Olivia was very grumpy that Louise was going too. She had found it very easy to get leave from her employers, who were still trying to work out if her behaviour at the Christmas party constituted sexual harassment.

“I can’t believe you’re leaving me alone here, desperately trying to ferret out the last good-looking, rich, kind, straight man in London,” Olivia wailed.

“You sent me on this stupid assignment!” said Katie.

“Yeah, but I didn’t want you both to go.”

“I’ll be back in a couple of days!” said Louise indignantly.

“But you’re either a biscuit-strewn crumbling mess or under a waiter.
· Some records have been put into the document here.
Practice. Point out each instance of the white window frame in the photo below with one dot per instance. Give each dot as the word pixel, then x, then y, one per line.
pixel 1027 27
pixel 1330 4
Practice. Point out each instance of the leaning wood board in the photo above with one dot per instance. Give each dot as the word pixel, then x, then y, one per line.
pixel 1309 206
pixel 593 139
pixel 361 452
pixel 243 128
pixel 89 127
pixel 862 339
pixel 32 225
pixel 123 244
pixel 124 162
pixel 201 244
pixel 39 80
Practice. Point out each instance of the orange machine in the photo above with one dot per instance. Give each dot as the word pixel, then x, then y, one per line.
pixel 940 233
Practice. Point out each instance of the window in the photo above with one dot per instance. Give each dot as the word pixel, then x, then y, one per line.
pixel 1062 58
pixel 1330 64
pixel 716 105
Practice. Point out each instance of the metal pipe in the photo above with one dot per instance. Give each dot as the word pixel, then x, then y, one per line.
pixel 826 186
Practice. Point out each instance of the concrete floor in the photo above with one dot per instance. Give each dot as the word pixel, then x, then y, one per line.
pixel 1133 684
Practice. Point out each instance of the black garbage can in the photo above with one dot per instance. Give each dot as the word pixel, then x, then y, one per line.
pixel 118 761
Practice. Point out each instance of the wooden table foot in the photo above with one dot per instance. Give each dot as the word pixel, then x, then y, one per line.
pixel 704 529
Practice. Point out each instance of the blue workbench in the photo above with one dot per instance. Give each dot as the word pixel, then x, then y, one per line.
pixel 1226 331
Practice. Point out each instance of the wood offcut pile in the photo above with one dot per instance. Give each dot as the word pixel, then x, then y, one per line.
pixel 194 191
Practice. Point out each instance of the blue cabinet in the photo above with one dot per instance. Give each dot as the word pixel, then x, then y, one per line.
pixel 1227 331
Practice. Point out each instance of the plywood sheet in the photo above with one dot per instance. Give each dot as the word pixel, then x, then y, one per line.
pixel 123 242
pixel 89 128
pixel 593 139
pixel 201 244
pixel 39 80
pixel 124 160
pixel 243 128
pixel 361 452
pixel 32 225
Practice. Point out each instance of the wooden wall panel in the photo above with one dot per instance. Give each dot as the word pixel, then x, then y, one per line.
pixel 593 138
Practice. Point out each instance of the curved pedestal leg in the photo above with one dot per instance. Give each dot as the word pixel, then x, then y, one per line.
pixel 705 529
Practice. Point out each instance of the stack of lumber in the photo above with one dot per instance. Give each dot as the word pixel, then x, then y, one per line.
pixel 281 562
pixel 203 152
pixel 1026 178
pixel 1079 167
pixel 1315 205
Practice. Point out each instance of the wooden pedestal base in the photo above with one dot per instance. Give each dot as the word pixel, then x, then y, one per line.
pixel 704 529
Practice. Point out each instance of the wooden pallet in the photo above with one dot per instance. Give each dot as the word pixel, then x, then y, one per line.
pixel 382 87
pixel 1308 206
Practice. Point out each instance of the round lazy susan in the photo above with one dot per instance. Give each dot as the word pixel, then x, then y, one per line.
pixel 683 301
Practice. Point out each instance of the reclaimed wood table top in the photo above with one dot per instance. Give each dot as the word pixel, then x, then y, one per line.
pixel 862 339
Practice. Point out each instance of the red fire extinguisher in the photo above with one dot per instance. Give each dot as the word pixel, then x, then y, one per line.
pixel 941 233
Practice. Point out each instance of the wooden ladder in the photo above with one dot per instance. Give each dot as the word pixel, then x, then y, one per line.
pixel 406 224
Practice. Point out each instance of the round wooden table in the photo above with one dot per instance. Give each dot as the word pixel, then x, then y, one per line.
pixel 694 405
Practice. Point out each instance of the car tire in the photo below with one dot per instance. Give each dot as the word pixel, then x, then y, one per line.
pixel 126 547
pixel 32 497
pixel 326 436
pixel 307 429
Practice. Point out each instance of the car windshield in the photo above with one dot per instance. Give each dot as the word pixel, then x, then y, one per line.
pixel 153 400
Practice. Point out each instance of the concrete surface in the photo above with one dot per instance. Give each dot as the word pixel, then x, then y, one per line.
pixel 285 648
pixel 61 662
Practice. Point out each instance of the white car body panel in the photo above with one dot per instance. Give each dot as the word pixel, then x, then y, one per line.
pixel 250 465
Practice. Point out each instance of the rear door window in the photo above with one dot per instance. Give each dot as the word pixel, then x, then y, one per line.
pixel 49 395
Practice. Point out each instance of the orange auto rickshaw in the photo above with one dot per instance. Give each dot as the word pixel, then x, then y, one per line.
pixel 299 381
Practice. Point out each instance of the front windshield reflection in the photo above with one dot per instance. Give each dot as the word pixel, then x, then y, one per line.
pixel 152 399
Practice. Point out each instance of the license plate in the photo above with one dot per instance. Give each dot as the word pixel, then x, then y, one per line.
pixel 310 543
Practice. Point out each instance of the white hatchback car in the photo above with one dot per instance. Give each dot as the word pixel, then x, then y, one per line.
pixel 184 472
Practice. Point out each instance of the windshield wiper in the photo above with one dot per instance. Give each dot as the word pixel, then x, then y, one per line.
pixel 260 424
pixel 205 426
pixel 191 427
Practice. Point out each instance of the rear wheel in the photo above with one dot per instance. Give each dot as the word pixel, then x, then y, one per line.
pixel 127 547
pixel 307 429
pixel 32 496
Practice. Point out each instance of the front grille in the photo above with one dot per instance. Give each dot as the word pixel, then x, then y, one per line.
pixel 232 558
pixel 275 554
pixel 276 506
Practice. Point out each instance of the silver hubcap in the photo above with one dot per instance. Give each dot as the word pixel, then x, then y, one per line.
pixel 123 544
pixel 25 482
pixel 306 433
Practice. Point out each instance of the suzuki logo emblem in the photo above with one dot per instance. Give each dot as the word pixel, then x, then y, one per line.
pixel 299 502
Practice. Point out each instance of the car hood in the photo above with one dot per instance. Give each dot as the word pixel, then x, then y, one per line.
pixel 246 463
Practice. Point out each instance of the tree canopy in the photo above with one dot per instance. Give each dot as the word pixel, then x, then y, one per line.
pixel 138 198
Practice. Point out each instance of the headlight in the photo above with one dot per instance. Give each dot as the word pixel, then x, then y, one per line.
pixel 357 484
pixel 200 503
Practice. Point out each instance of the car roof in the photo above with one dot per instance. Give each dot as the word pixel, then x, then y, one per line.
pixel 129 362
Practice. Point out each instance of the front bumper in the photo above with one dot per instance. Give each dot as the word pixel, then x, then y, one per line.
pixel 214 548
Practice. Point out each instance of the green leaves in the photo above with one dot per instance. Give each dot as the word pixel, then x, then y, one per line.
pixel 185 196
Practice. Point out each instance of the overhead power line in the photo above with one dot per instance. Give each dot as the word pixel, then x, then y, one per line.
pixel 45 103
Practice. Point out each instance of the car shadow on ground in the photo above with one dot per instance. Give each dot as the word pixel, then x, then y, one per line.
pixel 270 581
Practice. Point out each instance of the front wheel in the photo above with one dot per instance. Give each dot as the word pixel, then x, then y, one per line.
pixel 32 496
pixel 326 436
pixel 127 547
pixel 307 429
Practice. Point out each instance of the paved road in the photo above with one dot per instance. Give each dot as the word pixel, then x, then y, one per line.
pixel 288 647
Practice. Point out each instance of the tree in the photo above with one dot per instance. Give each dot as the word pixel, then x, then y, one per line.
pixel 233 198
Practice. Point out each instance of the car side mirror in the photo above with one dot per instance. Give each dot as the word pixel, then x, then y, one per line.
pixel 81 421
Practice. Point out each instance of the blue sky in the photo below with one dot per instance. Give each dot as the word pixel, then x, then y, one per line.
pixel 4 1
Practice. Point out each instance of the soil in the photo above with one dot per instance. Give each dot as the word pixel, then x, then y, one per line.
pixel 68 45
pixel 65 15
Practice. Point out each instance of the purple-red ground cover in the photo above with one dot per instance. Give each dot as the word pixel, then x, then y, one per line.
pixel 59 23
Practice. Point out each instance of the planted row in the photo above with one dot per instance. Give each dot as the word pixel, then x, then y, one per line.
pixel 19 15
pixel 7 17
You’re no use at all!”

“Well, that’s nice.”

“I’m just saying,” replied Olivia gruffly, “good luck—I’ll miss you.”

“Well, I’ll miss you too,” said Katie. “Along with electric lighting, central heating, comprehensible English, Belgo, sushi, mojitos, movie theatres, wine bars, radio, fajitas . . .”

“I’ll get the drinks in,” interrupted Olivia.

KATIE’S FIAT PUNTO fought a brave fight, but it still took them twelve full hours, much circling around and two full bouts of crying (one and a half Louise’s, one half Katie’s, who felt that red eyes and a crack in the voice wasn’t quite as bad as Louise’s full-on tantrum on the subject of unmarked B roads, leading to an extremely long diatribe on Max’s inability to find his way anywhere which meant he was probably lost in the foothills of the Himalayas, which, Katie had thought, was exactly where she’d like to be right now, a thought she committed the profound error of voicing) to finally limp into Fairlish late that evening.

To Katie’s horror, the Forestry Commission had politely turned down Olivia’s offer to organise their accommodation and said they’d sort something out. Which in practice meant that rather than automatically booking the nicest hotel in the area and billing it to the client, Katie was somewhat at the mercy of . . . well, the fax she was clasping in her hand. It didn’t say anything along the lines of “Gleneagles.” It didn’t say anything along the lines of “hotel.” It said, “4 Water Lane. Do not arrive after 8 P.M.”

It was 11.30 P.M. The last time they’d got out of the car, near Killiemuir, it had been so cold, Louise’s sobs had frozen in her throat. It had hurt to breathe.

The darkness was almost complete. Louise was looking out of the window, failing to spot a single road sign, whining, “I can’t see a thing.”

Katie was trying her best to be patient, but it was like travelling all day with a six-year-old.

“Well, look harder. I’m just concentrating on trying not to run over any more squirrels or rats or badgers or hedgehogs or deer, OK?”

“No need to get snitty,” said Louise. “It’s not my fault you forgot to pack the night-vision goggles.”

Without warning, the Fiat dropped into a huge puddle of freezing water. The girls both screamed. Katie somehow managed to push the car on through before it stalled, and they came to a shuddering halt. They looked at each other, neither wanting to get out in the cold.